Thursday, March 18, 2010

The Police Sign and Slanting Lines

I'm making good progress on the Tardis now.  Last night saw me outline the Police Box sign on the front top of the Tardis by stitching long stitches over my perle cotton with my floss.  Then I filled in the sign center with tent stitches using my perle cotton.  I will add the letters on top of this later.  I plan to alternate working out the roof of the Tardis with filling in the exterior walls.

After a lot of experimentation with various stitches that Tony Minieri recommended in his Needlepoint Now articles on stitching architectural elements, I decided that Interlocking Goblein (over three threads) works best to cover the black canvas and give me a smooth wall.  I have started this stitch on the right door piece and will work my way down the door while I figure out how to stitch the top of the Tardis.

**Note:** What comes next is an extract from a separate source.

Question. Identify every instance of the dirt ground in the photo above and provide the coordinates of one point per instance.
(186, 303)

I want to point out two areas of the Tardis that are problems because I choose to work a three-quarters turned view of it instead of just a straight on view.  See how the police sign on the front has drops to the top periodically?  I can't do a slanted sign (which the correct perspective requires) in the stitch I've chosen that is smooth.  I have to drop down a thread periodically.

The other problem area is the base of the Tardis.  Again, I can't do a slanted padded line well because of the stitch I've chosen.

I could have avoided this by choosing a head-on view.  If this sort of thing bothers you, don't stitch your buildings or architectural elements any way except straight on.  Or choose another stitch that does slants better.  But really, all I need to do is convey the idea of a Tardis.  It doesn't have to be perfect and I know better how to do the next building more realistically after stitching this.

No problem is just an error--it is an opportunity to learn.